Duration: 2-3 hours on horseback with park ranger
Duration: 45 minutes
Hustai National Park protects the last truly wild horse species on earth — Przewalski’s horse, the takhi, which was extinct in the wild by the 1960s and brought back through a Dutch-Mongolian programme that began in 1992. There are now over 400 in the park, living in family groups on the mountain steppe. You ride out in the late afternoon with a local ranger to find them — the horses are wild enough to keep their distance, but not so habituated to people that they disappear at the sight of you.

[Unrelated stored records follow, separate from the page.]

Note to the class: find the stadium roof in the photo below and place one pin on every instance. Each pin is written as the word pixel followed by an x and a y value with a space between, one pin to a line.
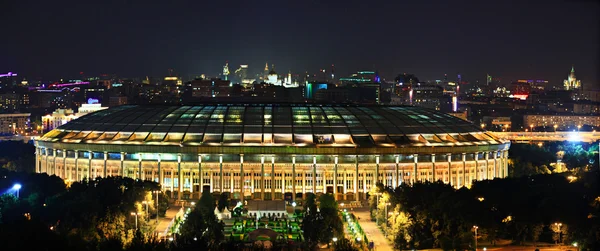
pixel 301 125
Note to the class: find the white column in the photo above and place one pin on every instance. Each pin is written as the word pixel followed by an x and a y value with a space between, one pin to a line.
pixel 122 164
pixel 179 177
pixel 104 172
pixel 397 178
pixel 231 181
pixel 449 156
pixel 139 171
pixel 335 177
pixel 161 179
pixel 90 154
pixel 262 177
pixel 172 180
pixel 201 175
pixel 76 165
pixel 476 166
pixel 377 169
pixel 345 186
pixel 415 169
pixel 495 164
pixel 315 174
pixel 37 160
pixel 487 171
pixel 221 184
pixel 273 178
pixel 303 184
pixel 433 177
pixel 293 178
pixel 65 176
pixel 505 154
pixel 242 178
pixel 46 151
pixel 464 169
pixel 356 178
pixel 54 161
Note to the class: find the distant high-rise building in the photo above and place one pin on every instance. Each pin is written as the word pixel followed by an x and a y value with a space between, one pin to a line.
pixel 226 71
pixel 571 83
pixel 242 72
pixel 332 72
pixel 266 71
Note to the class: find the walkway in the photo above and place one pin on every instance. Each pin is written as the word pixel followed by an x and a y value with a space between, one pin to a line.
pixel 164 223
pixel 371 230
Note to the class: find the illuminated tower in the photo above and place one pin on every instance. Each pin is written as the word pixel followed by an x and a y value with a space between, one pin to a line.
pixel 332 72
pixel 266 71
pixel 571 83
pixel 226 71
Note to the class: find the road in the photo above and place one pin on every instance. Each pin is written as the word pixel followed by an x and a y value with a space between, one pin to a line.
pixel 165 222
pixel 549 136
pixel 371 230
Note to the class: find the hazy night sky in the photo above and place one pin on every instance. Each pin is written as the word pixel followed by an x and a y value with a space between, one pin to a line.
pixel 507 39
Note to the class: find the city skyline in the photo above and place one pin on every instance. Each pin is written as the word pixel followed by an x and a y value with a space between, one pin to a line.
pixel 509 40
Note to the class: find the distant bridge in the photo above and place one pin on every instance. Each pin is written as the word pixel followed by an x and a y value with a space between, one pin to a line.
pixel 526 137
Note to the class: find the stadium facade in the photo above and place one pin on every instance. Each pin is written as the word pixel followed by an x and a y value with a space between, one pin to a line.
pixel 273 151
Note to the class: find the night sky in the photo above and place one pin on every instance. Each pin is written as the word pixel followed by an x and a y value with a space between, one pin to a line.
pixel 507 39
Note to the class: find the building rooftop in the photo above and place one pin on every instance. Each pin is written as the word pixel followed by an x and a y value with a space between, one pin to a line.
pixel 299 125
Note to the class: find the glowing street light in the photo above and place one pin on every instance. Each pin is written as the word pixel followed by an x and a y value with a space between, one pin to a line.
pixel 135 214
pixel 146 203
pixel 294 207
pixel 156 192
pixel 558 225
pixel 17 187
pixel 475 227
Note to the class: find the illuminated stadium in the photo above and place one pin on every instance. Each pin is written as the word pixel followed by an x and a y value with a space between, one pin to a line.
pixel 273 151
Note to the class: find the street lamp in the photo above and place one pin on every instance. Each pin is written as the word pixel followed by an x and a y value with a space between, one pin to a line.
pixel 17 187
pixel 475 227
pixel 386 218
pixel 156 192
pixel 146 203
pixel 558 225
pixel 376 205
pixel 135 214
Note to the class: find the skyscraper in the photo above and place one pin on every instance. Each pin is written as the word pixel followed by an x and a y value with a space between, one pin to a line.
pixel 571 83
pixel 226 71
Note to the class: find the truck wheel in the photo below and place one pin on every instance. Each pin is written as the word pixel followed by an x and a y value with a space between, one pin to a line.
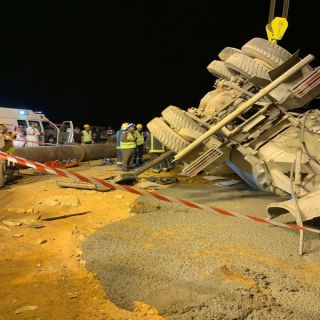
pixel 177 120
pixel 267 51
pixel 220 70
pixel 227 52
pixel 166 135
pixel 247 66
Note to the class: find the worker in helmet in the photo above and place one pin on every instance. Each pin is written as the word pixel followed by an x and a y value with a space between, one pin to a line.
pixel 156 148
pixel 6 145
pixel 118 140
pixel 86 134
pixel 128 145
pixel 138 157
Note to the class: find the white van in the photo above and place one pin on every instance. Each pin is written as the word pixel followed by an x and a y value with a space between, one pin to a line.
pixel 51 133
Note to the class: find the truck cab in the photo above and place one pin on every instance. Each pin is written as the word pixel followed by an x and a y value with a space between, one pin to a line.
pixel 51 133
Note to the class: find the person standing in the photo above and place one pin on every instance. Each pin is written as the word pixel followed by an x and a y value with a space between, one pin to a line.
pixel 110 134
pixel 86 134
pixel 20 139
pixel 128 145
pixel 6 145
pixel 97 137
pixel 138 157
pixel 33 135
pixel 118 140
pixel 156 148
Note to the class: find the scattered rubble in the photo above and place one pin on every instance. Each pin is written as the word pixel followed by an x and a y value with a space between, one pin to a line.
pixel 26 308
pixel 41 241
pixel 10 223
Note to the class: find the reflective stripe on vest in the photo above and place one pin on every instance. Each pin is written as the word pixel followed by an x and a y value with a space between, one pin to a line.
pixel 129 144
pixel 140 137
pixel 87 136
pixel 155 145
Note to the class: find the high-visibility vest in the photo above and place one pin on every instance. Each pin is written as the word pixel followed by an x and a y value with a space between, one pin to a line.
pixel 118 138
pixel 155 145
pixel 87 136
pixel 129 144
pixel 140 137
pixel 6 143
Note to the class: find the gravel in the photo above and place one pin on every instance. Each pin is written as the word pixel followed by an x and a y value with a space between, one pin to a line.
pixel 198 265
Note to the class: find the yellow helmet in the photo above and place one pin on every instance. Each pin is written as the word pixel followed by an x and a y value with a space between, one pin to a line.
pixel 124 126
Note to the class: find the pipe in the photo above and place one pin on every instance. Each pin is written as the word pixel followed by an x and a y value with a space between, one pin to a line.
pixel 245 106
pixel 133 175
pixel 63 152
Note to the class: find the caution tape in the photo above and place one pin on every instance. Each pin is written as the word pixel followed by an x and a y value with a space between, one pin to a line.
pixel 103 183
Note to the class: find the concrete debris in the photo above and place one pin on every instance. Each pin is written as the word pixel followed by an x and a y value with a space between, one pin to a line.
pixel 145 206
pixel 20 210
pixel 30 220
pixel 18 235
pixel 5 228
pixel 149 185
pixel 227 183
pixel 36 226
pixel 213 178
pixel 67 201
pixel 10 223
pixel 41 241
pixel 72 295
pixel 26 308
pixel 63 216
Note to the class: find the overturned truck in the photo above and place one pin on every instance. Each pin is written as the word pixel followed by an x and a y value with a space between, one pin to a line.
pixel 256 122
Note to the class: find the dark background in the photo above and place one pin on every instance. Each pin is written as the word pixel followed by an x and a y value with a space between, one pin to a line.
pixel 108 62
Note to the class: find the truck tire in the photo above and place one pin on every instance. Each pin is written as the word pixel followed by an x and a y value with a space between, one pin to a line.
pixel 227 52
pixel 220 70
pixel 177 120
pixel 247 66
pixel 267 51
pixel 166 135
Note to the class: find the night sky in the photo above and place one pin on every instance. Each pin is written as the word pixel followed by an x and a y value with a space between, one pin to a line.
pixel 108 62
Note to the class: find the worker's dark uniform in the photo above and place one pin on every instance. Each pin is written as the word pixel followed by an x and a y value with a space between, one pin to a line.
pixel 156 148
pixel 128 146
pixel 138 156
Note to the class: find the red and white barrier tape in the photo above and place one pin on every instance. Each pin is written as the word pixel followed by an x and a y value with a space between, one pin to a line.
pixel 103 183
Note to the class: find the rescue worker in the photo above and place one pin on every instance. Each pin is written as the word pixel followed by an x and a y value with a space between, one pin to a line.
pixel 86 134
pixel 33 135
pixel 118 139
pixel 156 148
pixel 20 139
pixel 110 134
pixel 138 156
pixel 6 145
pixel 128 145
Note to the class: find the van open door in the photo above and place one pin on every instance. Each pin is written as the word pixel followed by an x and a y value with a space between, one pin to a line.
pixel 66 133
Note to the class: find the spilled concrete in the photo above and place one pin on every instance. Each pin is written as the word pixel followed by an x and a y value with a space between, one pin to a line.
pixel 192 265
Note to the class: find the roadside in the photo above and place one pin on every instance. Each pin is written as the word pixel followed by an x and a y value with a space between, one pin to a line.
pixel 41 268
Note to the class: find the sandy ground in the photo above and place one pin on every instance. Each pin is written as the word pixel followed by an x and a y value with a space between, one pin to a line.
pixel 148 258
pixel 52 277
pixel 198 265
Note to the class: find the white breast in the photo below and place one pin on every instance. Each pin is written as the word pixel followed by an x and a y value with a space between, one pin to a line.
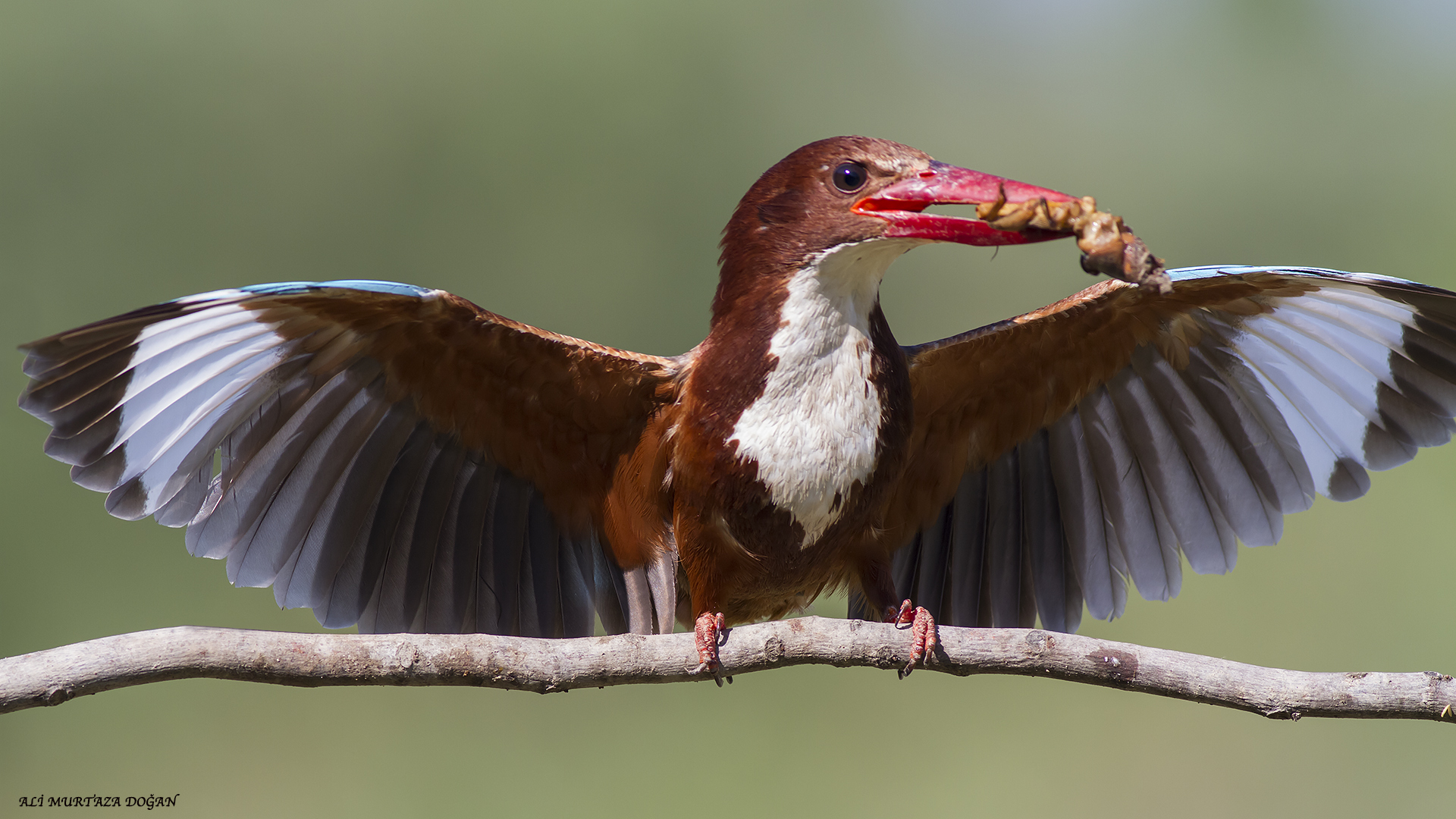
pixel 814 430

Watching a herd move across the ridgeline, on horseback yourself, closes the week in the right way.


Duration: 1.5-2 hour drive
Duration: as desired
Duration: 2 hours
Duration: 30-45 min drive
The drive back from Hustai takes less than two hours, but the eight days since your arrival have covered a great deal of ground — the stadium, the steppe, the mountain valley, the working ger, the wild herd. There is time in the afternoon for a final walk through the city: the Narantuul market for felt and cashmere, or simply the streets around Sukhbaatar Square, which have a different quality now that you know the country a little better. A farewell dinner, and then the airport. Naadam only happens once a year. You were there.